I never know what to say when people ask me, "How are you," or some variant thereof, but that's hardly ever stopped me from answering. In one sense, I use the societal conventions of brevity, for which I often cross the border into dishonesty, as a guidepost. For those who are obviously asking to be polite, or because "it's what you say," or are just waiting to give you some sort of gossip or news or pretty plainly don't have the time or the inclination for an in-depth answer, I stick with a non-committal "Fine," or, "Okay," or my trademark comment about my tiredness. (These responses are also freely and guiltlessly given out to those who are lacking in some other capacity, like compassion or ability to understand the my personal existential dilemmas, or anytime I just don't feel like introspection. In short, most people, most of the time get this kind of meaningless response.)
For those I'm more inclined to be honest with, I might tell them, "Been better, been worse," or, "I'm a bit drained," or the probably-not-as-clever-as-I'd-like-to-think-it-is, "The world's still spinning; I'm still on it," and let them seek clarification if they want it. The trouble remains that even if someone were clever and caring enough to notice that even at my most expressive, I almost never do much more than list facts and let others infer my feelings, and were to ask me how I am, making sure to find ways to bridge the great gaps over trivialities and my own defensive bullshit, I'd know of no response that could adequately describe my current condition relative to any other time.

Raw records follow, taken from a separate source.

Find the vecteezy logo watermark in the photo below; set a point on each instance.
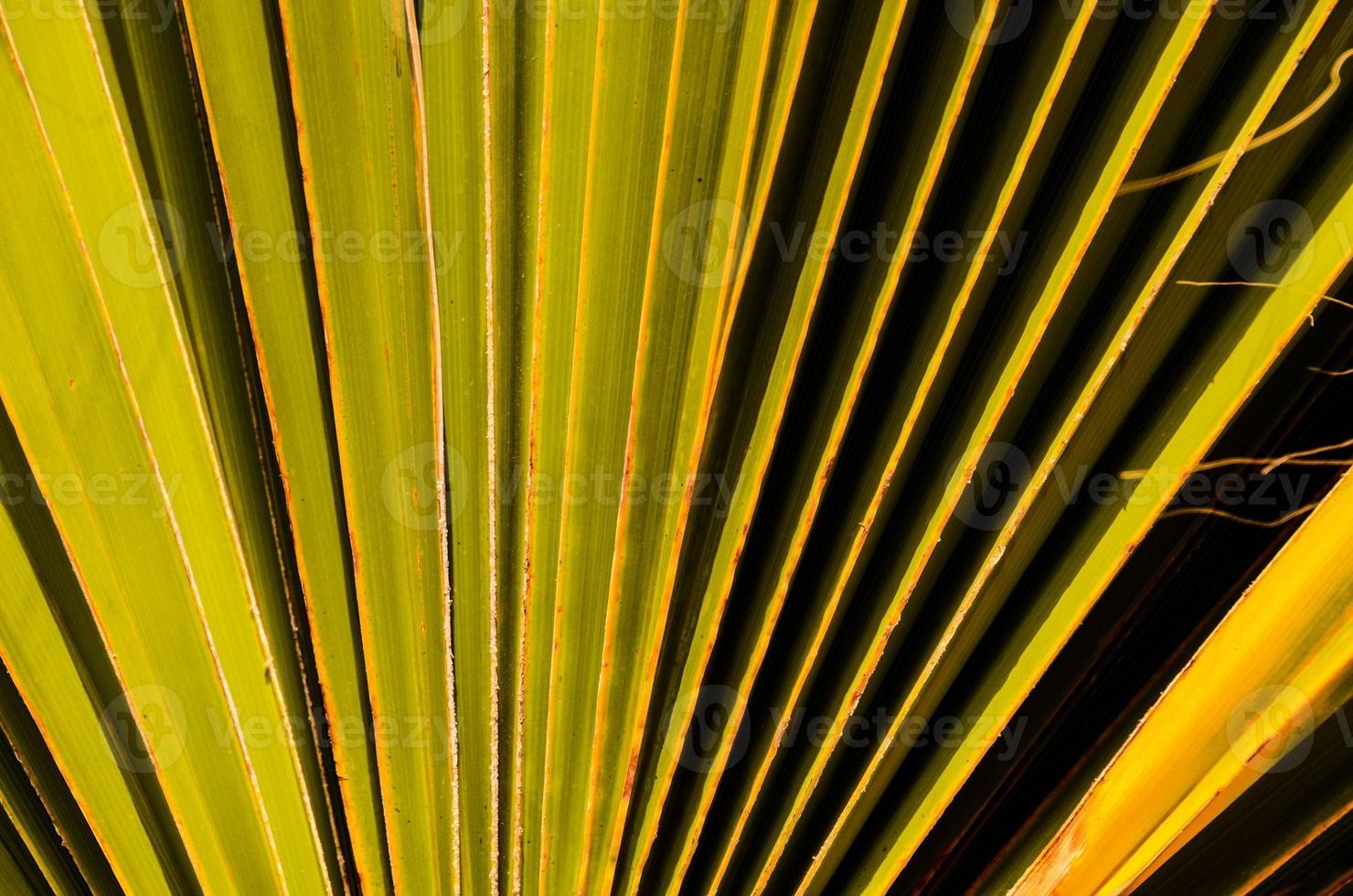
(99, 490)
(439, 20)
(145, 727)
(160, 14)
(885, 242)
(1267, 242)
(992, 492)
(964, 16)
(130, 244)
(699, 242)
(715, 707)
(1271, 729)
(409, 486)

Of course, attempting to do the impossible is in my nature, so a (hopelessly inadequate) description of my innermost emotions is forthcoming. However, for those (in?)sensitive to overly melodramatic portrayals in journals, ignoring the rest of this post is probably for the best. Given that I had to put in a warning flag for whatever poor, unfortunate souls read this, how could I ever actually say to another human being that I feel like I'm in a constant state of being torn apart and rebuilding myself like Prometheus' liver, only I'm not sure I don't always feel this way and have just had it laid bare by refusing to shield myself from recent pains? I'm practically ready to dismiss myself for whining.

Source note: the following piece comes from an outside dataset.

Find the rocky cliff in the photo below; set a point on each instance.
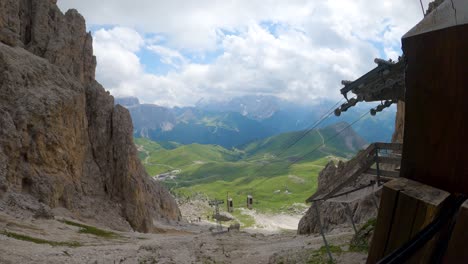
(63, 143)
(333, 214)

Objectively, I know my life isn't terrible: I'm young, funny when I feel up to it, not incredibly unhealthy, and gifted with a brilliance that would be rare enough to be notable, if I chose to develop it as my defining feature, though I never thought it fair to compare one person's suffering to others'. Maybe I'm just so weak that I can't help but to seek definition in the constant inner critical destruction and unsupervised re-edification that I force my soul through. I refuse to censor myself in regards to my feelings; what comes out into this text box is as honest as I get. At least my lousy metaphor allows for me to be borne in the clutches of an eagle as the life drips out of me; Stephen Colbert would be proud. I wish I could like his ice cream flavor more, but I continue to find caramel unpleasant. Worst thing you can do to sugar.
In any case, I'm multiple kinds of tired and should attempt to relieve at least a few of them by getting some sleep. Maybe I'll feel less on the edge of creating bad Livejournal poetry in a few hours.